El edificio tenía tres pisos, con dos departamentos diminutos en cada uno. Ninguna de las puertas estaba cerrada con llave, y el grafiti garabateado libremente sobre cada superficie disponible revelaba cuando menos, dos generaciones de ocupantes ilegales. McLean caminó con cuidado, de una habitación a otra, mientras el rayo de luz de su linterna iluminaba muebles rotos, cableados eléctricos arrancados y una que otra rata muerta. El detective criminalista MacBride nunca se alejó de su lado, merodeando como un obediente perro labrador, tan cerca que casi rayaba en la incomodidad. O quizá sólo se debía a que no quería tocar nada. No podía culparlo, de hecho. Llevaría semanas deshacerse del hedor del lugar. —Parece otro maldito desperdicio de tiempo —dijo McLean cuando salieron del último departamento y se detuvieron en el descanso en la parte superior de las escaleras. Todo el cristal había desaparecido, hacía mucho tiempo, de la ventana que daba a los jardines de la parte de atrás. Al menos eso significaba que un viento frío podría llevarse una gran parte del olor. —Mmm… ¿por qué vinimos, señor? —la pregunta se atoró en la garganta de MacBride, como si hubiera intentado contenerse de hacerla hasta el último minuto.
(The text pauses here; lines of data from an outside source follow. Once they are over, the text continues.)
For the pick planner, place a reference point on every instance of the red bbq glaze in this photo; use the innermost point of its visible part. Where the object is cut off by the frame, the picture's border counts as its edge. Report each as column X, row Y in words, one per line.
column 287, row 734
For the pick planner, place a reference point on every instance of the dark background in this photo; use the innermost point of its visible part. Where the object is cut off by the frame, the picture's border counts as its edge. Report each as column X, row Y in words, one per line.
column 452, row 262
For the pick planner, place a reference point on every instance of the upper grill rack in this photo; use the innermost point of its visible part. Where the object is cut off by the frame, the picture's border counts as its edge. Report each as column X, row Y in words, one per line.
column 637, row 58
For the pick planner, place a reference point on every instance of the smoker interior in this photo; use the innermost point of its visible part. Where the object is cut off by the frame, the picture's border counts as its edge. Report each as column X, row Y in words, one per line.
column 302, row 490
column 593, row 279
—Es una muy buena pregunta, agente —McLean dirigió su linterna hacia abajo, al cubo de la escalera vacío, después hacia arriba, en dirección al techo, con su línea angular y su tragaluz de cristal reforzado. Éste estaba lejos del alcance de los vándalos, y era lo suficientemente resistente para soportar los misiles que se le arrojaran, pero, a pesar de eso, un par de paneles estaban cuarteados y caídos—. Un informante. Un soplón. ¿Cómo es que los llaman hoy en día? ¿Una fuente encubierta de inteligencia humana? —con los dedos hizo pequeñas orejas de conejo a modo de comas invertidas, de manera que la luz de su linterna rebotó arriba y abajo mientras lo hacía—. ¡Que se jodan! El mío es un drogadicto llamado Izzy y es un pendejo inútil. Me inventó un montón de mierda para deshacerse de mí, no lo dudo. Me dijo que este lugar se usaba como centro de distribución. Fue mi culpa por creerle, supongo. Más luces que titilaban en la oscuridad, allá abajo, provenían del sargento Bob Laird y el oficial Taffy Jones, quienes avanzaban como podían entre las bolsas de basura en el pasillo. Si hubieran encontrado algo habrían gritado, así que parecía que el episodio completo era una absoluta pérdida de tiempo. Justo como en una de cada dos malditas redadas. Maravilloso. Seguramente Dagwood iba a estar muy satisfecho. —Vamos, pues. Probablemente sea mejor que no hagamos que Bob el Gruñón suba hasta acá. Regresemos al calor y la comodidad de la cafetería —McLean empezó a bajar las escaleras, y no se dio cuenta de que no lo seguían, hasta que estuvo a medio camino hacia el siguiente piso. Miró atrás y vio la linterna de MacBride dirigida a un espacio por arriba del montante de abanico sobre una de las puertas del departamento. Una pequeña portezuela daba acceso al espacio del ático del edificio. Se veía casi común y corriente, a excepción del brillante pasador nuevo para candado atornillado en ella. —¿Usted cree que pueda haber algo ahí, señor? —preguntó MacBride cuando McLean se reunió con él en el descanso. —Sólo hay una manera de averiguarlo. Deme un punto de apoyo. McLean se metió la linterna en la boca y pisó con cuidado en el hueco formado por los dedos entrelazados del agente. No había nada de qué sujetarse a excepción de una pequeña protuberancia debajo de la portezuela y tuvo que estirar su otra pierna hasta el barandal tambaleante antes de poder estirar una mano y abrir el pasador. Relucía donde, hasta hacía poco, había colgado un candado.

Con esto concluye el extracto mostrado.